Perhaps - that still leaves 80 million of them who are. Justifiably.
He's a Muslim. He's a Christian. He's a Jew. He's an Atheist. He has daughters. He has sons. He has a wife. He doesn't agree with Boko Haram. He doesn't agree with the Nigerian government. He doesn't agree with the oil compnaies exploiting the delta; he doesn't agree that all the money goes to one tribe rather than his; people like him have been shot, or imprisoned, or mutilated - it happened in the village next to mine, didn't you read the news whitey?
Your ungrounded opinion, entirely devoid of evidence or rational plausibility.
I stated I was not making a factual claim about that particular number, merely reporting that it has been claimed, so I had no requirement to offer evidence for it. Your difficulty in comprehending English or Logic once again.
Why? Was it saying something different to the information you quoted? If so, why didn't you quote that instead of making such a fool of yourself?
My mantra? No - simply a refutation of your ludicrous complaint. The law can always be changed, of course - you recommend changing it so that the problem is made very much worse, by making it very much more attractive for migrants to try to get across the Med; I recommend changing it so that there's no point in such an attempt.
You are right, it is not, legally, our responsibility at all.[/quote]
I didn't say that. Legally we have a responsibility to give 0.7% of our GDP as overseas aid. No, more than that in fact - 0.7% of GNI.
What?! I have no idea what irrelevant nitpicking tangent you've gone off on now. What "dependent countries"? Grenada, are you talking about? Still confusing it with Somalia, are you?
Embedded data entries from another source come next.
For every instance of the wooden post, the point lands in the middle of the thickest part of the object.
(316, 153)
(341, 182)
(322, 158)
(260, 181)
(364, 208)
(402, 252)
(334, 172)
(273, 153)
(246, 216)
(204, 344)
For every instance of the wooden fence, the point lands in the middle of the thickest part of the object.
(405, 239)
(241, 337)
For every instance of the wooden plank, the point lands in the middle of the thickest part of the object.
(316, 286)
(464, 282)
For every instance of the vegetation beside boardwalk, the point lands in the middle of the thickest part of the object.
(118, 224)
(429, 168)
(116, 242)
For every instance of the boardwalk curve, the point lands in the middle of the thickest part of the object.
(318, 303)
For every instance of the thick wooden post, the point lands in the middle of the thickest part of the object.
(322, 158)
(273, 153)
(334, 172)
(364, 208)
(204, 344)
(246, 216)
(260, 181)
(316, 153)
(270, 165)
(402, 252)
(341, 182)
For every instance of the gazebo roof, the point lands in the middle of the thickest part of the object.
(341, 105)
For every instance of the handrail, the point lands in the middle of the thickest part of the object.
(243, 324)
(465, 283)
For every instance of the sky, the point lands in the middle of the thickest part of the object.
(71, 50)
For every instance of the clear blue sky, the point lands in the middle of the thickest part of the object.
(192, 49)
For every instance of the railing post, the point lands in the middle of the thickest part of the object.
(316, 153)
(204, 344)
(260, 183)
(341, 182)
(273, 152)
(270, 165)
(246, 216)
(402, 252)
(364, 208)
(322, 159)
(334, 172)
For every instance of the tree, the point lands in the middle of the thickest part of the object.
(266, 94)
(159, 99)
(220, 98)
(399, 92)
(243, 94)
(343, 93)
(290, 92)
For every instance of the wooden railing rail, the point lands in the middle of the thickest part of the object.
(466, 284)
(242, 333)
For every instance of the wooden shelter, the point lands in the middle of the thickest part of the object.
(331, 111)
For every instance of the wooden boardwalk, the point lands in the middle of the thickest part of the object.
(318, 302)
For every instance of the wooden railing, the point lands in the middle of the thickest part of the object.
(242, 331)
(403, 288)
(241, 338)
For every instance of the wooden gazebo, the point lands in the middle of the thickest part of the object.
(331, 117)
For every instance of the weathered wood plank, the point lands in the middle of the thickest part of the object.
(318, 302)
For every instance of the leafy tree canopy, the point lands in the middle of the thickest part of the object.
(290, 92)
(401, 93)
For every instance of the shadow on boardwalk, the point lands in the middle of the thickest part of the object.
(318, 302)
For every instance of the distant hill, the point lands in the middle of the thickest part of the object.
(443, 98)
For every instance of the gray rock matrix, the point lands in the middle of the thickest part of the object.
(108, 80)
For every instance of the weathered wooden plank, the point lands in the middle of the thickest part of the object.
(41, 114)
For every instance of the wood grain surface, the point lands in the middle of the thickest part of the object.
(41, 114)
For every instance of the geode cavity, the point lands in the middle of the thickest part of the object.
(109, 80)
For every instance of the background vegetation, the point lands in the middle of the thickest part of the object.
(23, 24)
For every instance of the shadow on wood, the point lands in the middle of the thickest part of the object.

I have no clue what you're blabbering on about, frankly. Of course we give on "grounds of compassion", amongst other very much more influential purposes. And of course it "helps" - some of it, anyway, in some ways - how could 20 billion or so not help someone, somewhere? That's not the issue. The issue is: how should this be best spent, and on whom, and with what effect? If some girls get a bit of eduaction in Pakistan, that's very comforting no doubt; but if it means the government of Pakistan don't have to do it themselves, so that they have more money to spend on battlefield nuclear weapons to threaten India with - not so comforting, I would suggest.
Being right-wing[/quote]
I'm not in the least right-wing, you presumptious twit. I'm a libertarian, neither left nor right. In fact, given that this country has en masse moved appreciably to the right in the past twenty years, I'm more on the left side of the spectrum than the very small degree that I used to be. I'm more right-wing than you, that's all, because you're a template Guardianista, complete with ready-made manufactured opinions courtesy of Polly Toynbee.
Not "everything". It's merely the sine qua non if you want to create a society that is prosperous and is able to honour principles of social justice.
Perhaps, but none so important or fundamental.
That's your standard Guardianista opinion. Mine is directly opposed to it. The other difference is that I can articulate what the answer is, and you cannot, but merely sigh about it and, no doubt, blame the Tories.
Your potted Guardian History of Civilisation depends on a definition of "poverty" and "wealth" which misses the point entirely.
It's the broadest explanation, and, unsurprisingly, it's also completely wrong.